Coordinating a project may be part of the tasks of someone in charge, but, if the project is complex enough, it may well be a separate job. Project management requires specific skills that enables the project manager to coordinate, control, and check the work of all specialists involved. Even if the specialists work in parallel, they cannot be expected to check the work of each other themselves, since they are all separate suppliers. It is the employer’s or the project manager’s task to decide whether in the end they received what they expected, or whether the product needs improvement.
For example, when a designer gets the task to design a billboard like those covering the construction works in Buda Castle, they may already know from the start that they will need to include text both in English and Hungarian. But what should they do if the translation is not yet available when their part of the job is done? They should indicate somehow where the translation should be put when it becomes available. So they enter a dummy text, indicating where you will need to insert the “same in English”. But how do you realize something is missing, if “something” is already there?
At a translation agency, translation project management is what ensures that clients get exactly what they need. For this, first it should be clarified what these needs are. Will they need a monolingual equivalent of the input file, or will they need a bilingual file? Should the end product be in an Office format (e.g. Word, Excel, PowerPoint), or a DTP file (e.g. for InDesign or other visual programs). The work may even involve deciding which parts of a text received need to be translated.

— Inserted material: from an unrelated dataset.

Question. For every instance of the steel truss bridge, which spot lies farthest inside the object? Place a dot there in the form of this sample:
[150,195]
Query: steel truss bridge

A translation project manager is in excellent position to realize if something is not right. A translation software or CAT tool can help analyze the text, even if it is in an unusual format. MemoQ, for example, can work with all kinds of file formats, even ones which are for programs not installed on your computer. If there is text in it, MemoQ will be able to handle it. And if you already have the text, you might as well check it out.
Moreover, MemoQ (and other CAT tools) have a module for quality analysis. This can highlight irregularities of the translation, and help resolve them. If you are interested in how such a module works, and how easy it is to set up quality analysis properly, check out this article written by the developers of MemoQ. Since setting up QA is so easy, if you know your translation agency works with MemoQ or a similar CAT tool, you can rest assured that your project is in good hands.
Whenever you have a project to implement, a responsible person or project manager should be designated. This person will make sure that all participants can work together smoothly and all tasks are performed on time. Ideally, a project manager should be designated at your own company, who will take note of all your needs and communicate them to your suppliers. At the same time, you may also contract a project manager on the supplier side who will be the link between your requirements and the services supplied.
Before you contract a translation agency, you might want to see if they have proper project management set up, or if they use translation technology. At Helpers, for example, project managers are responsible not only for assigning jobs to translators and proofreaders, but also for preparing and post-processing translatable files, and even for receiving feedback and incorporating data to a database for future jobs. We also use the technology offered by MemoQ in order to always provide quality translations on time.
Remember: proper workflow development may take some time and have its price, but it is still much quicker and cheaper than misprinting – and then replacing – giant billboards on iconic buildings in the historical district of a city.